Unreal Engine 4 have a other physics engine and Unreal Engine 5 has its own physics engine, two different physics cores != 1:1 implementations. Most peoples out there use unreal engine 5 and migrate the stuff from unreal engine 4 with logic etc to 5 without changing anything. Then its a logical conclusion that this projects will not run smoothly.
If you have some physics problems you can post you problems here or on the unreal engine source community discord.
But you are most certainly correct that swapping out the physics engine is not something to be done on a whim, it’s a major undertaking.
If you want to use PhysX, you can just use Unity or go back to Unreal 4. Those are the easy solutions.

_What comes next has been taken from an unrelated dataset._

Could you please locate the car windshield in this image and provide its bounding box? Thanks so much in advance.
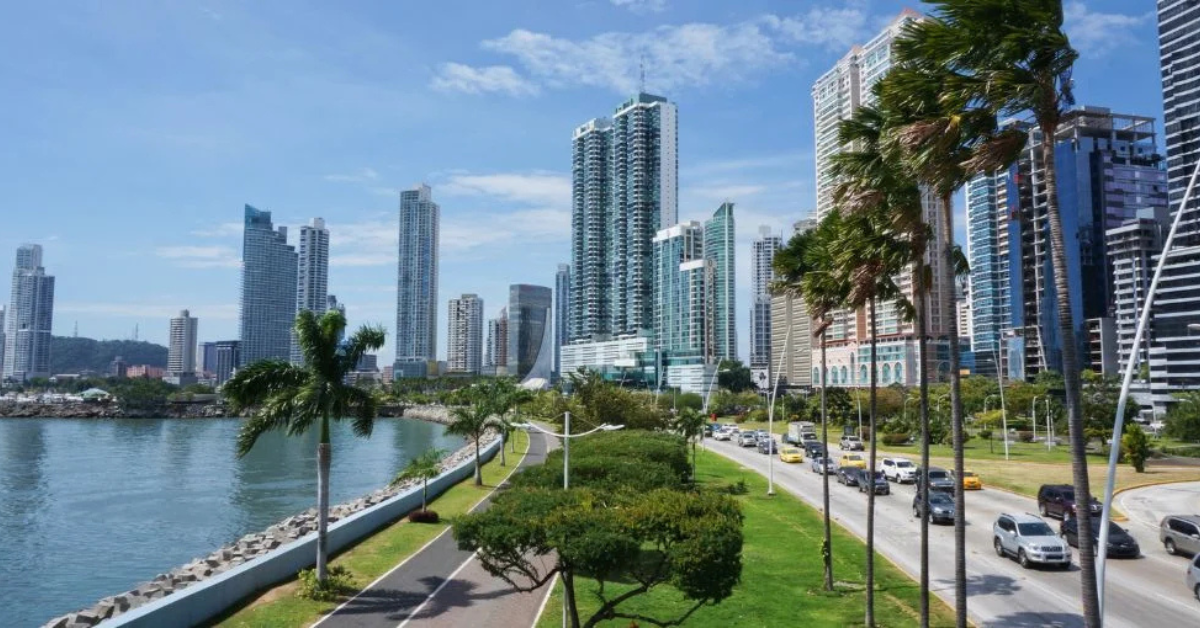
[1016,521,1054,537]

And using an older version of Unreal is not necessarily bad there are plenty of people sticking with 4. A lot of the changes coming with 5 are a bit too much and a bit too fast sometimes (e.g. pushing out half-broken stuff, like chaos flesh which is completely unusable, chaos physics which are problematic as is being discussed here, some old good features removed to make way for new ways to implement them in some future version, yeah, too much too fast; it’s been severely lacking in quality control).
Nanite and Lumen are not essential features, plenty of amazing games were made without them, Lumen has some pretty serious issues (basically can’t get rid of ghosting when using it) and nanite is cool but you can manage without it.
It is possible to use a different physics engine.
Do not turn on “simulate physics” on your actors.
Instead, build your own actor component which integrates with whatever physics library you choose.
Add this component to each object you’d like to interact with the other physics library.
When it attaches, you may want to convert any collision shape to the format needed by that library, and introspect the actor for any constraints/joints that are declared so you can set them up in that other library as well.
Then make sure this component steps in the physics tick order, and have it read out and update the position of its actor each step.
Finally, make a new subsystem that runs your preferred physics engine, and makes the API available to your actor component.
Getting this “kinda working” is a few days of work, probably. Getting this “good” and “working together with networking” is probably a year’s worth of work, at least (somewhat depending on the amount/depth of integration you really need.)